Climate Action Tracker
- Abbreviation: CAT
- Formation: 2009
- Website: climateactiontracker.org

= Climate Action Tracker =

Independent scientific environmental project

Climate Action Tracker (CAT) is an independent scientific project with the aim of monitoring government action to achieve their reduction of greenhouse gas emissions with regard to international agreements – specifically the globally agreed Paris Agreement aim of "holding warming well below 2°C, and pursuing efforts to limit warming to 1.5°C". It is tracking climate action in 39 countries and the European Union responsible for over 85% of global emissions. Climate Action Tracker is the product of two organisations: NewClimate Institute and Climate Analytics.

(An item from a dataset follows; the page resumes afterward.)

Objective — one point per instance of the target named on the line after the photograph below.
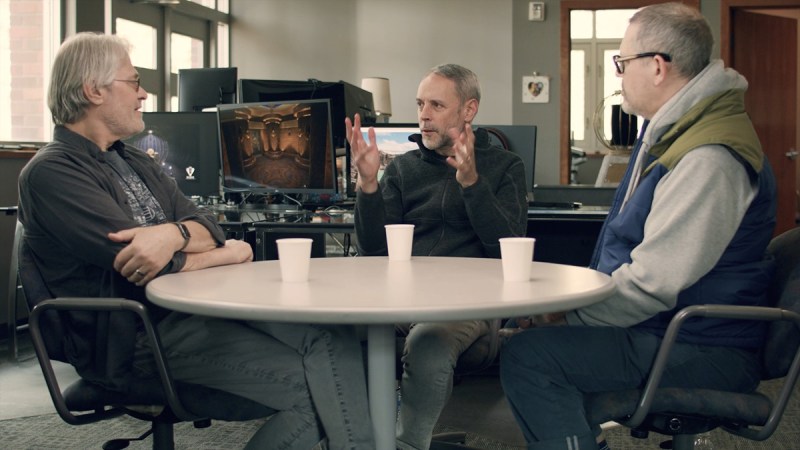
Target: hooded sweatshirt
(692, 219)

The actions it tracks are:
- Effect of climate policies and action on emissions.
- Impact of pledges, targets and nationally determined contributions on national emissions over the time period to 2030, and where possible beyond.
- Comparability of effort against countries' fair share and modelled domestic pathways.

== COP26 ==
Toward the end of the 2021 United Nations Climate Change Conference (COP26), Climate Action Tracker produced a report concluding that the current "wave of netzero emission goals [are] not matched by action on the ground" and that the world is likely headed for more than 2.4°C of warming by the end of the century.